Moreover, The Topo-Speech does not currently provide any shape information. This is different from all previously discussed SSDs which convey detailed shape information, together with spatial locations information. Learning to interpret shape-related information is indeed the main focus of SSD training programs, ultimately determining their incredible length and related high cognitive demand21. The current version of the Topo-Speech forgoes the possibility of conveying exact shape information in favor of quickness of learning, thus aiming to make the algorithm more appealing both for everyday use62 as well as for research purposes. However, there might still be situations where detailed shape information is crucial for users, thus future developments of this algorithms will entail the option of also playing full shape information using typical SSD algorithms when needed by users.

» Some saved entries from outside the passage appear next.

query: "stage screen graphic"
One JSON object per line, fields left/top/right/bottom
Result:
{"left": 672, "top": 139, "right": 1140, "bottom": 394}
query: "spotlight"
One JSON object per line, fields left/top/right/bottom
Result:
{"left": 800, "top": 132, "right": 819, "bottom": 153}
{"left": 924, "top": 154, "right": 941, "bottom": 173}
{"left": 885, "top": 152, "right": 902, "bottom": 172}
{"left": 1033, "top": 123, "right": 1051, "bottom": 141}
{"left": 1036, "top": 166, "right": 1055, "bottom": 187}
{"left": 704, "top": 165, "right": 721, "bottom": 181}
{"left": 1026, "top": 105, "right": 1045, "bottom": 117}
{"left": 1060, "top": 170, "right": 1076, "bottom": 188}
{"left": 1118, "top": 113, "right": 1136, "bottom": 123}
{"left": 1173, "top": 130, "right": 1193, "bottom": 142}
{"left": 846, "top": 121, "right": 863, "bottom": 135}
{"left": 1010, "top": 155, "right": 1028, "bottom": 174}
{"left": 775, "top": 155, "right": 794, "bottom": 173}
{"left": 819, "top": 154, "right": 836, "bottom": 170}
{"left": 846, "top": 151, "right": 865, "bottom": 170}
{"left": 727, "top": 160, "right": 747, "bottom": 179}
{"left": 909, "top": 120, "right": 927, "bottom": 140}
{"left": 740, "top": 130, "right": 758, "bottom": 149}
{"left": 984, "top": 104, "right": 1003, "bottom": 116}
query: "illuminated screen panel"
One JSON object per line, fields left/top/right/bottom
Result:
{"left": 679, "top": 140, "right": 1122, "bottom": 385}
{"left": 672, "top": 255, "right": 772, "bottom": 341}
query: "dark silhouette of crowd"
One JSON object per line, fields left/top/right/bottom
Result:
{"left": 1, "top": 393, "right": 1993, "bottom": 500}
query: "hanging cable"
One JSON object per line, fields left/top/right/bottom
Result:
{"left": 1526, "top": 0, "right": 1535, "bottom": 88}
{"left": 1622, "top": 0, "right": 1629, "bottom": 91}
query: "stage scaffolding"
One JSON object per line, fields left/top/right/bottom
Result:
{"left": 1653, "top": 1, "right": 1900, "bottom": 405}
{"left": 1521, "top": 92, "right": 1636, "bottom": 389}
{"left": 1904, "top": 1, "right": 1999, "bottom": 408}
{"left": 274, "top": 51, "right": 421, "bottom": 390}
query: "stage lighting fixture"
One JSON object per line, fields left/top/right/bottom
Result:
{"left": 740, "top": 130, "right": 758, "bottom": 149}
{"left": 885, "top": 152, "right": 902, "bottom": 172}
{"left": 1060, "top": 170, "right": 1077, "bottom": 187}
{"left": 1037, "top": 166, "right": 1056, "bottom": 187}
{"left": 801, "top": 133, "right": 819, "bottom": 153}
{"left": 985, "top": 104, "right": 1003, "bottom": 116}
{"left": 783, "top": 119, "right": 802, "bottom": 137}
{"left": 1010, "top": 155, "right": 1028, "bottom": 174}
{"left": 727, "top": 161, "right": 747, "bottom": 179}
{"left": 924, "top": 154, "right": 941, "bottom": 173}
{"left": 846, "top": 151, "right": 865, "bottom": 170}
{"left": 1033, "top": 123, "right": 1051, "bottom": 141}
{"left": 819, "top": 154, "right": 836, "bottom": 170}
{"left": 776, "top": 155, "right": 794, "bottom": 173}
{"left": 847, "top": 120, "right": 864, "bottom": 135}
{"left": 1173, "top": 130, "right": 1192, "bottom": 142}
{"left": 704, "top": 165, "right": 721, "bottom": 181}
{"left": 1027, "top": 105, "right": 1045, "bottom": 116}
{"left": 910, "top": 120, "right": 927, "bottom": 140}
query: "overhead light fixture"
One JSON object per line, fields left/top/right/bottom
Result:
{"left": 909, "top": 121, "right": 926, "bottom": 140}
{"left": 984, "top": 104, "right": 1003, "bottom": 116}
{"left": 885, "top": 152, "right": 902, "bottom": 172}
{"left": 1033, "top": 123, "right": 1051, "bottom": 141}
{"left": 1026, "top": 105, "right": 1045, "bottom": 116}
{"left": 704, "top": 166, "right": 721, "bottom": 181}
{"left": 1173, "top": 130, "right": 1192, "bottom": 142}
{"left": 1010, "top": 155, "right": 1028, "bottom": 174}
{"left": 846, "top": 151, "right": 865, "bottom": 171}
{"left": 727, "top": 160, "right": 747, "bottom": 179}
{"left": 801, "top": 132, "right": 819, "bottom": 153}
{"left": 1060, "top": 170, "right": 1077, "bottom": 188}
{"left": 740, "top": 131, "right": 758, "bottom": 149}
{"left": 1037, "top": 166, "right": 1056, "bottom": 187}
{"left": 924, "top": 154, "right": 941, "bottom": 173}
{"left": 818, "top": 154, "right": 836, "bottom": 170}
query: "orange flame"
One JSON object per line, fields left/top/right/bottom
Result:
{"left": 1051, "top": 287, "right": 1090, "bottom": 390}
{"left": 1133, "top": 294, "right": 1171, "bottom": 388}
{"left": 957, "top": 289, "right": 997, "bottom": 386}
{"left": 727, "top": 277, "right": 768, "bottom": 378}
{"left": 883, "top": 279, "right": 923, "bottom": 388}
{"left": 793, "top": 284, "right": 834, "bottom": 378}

Finally, for extending the Topo-Speech capacities and applicability, we plan on implementing new features in the Topo-Speech algorithm, such as conveying depth (z-axis positions) through volume manipulations (i.e., farther objects will be sonified with a lower volume) or conveying the x-axis positions through stereophonic sounds rather than through sound delays (the currently used approach).

We believe that together, these developments will provide Topo-Speech users with a more enriched perception of the 360° spatial environment, ultimately allowing to systematically investigate potential constraints related to sensory-specific inputs, such as vision, on the construction of spatial representations.

Conclusions

In this paper we provided novel insights regarding the learning of new sensory skills during adulthood, i.e., augmented backward spatial localization. We presented a new SSD-inspired algorithm, the Topo-Speech, which conveys location and identity of objects via audition, namely two distinctive features of visual spatial perception. We first demonstrated the intuitiveness and efficacy of the algorithm for locating objects positioned in front of participants after minimal training (~ 10 min) (forward condition). Crucially, we showed in a new group of participants that the same visual-to-auditory mapping was comparably effective for localizing objects presented in the back of participants (backward condition), namely an area of space normally not accessible through vision. This, in turn, suggests that it is possible, at least to a certain extent, to augment or extend perceptions in the adult healthy population via our existing sensory systems, ultimately strengthening and extending initial evidence in this direction4,23,24. Given that our societies are becoming increasingly more technological and augmentation devices are quickly developing, systematically investigating this topic is becoming a priority. Such work would not only lead to advances in the understanding of the properties and constraints characterizing human sensory systems, but would also potentially guide the development of future technological applications.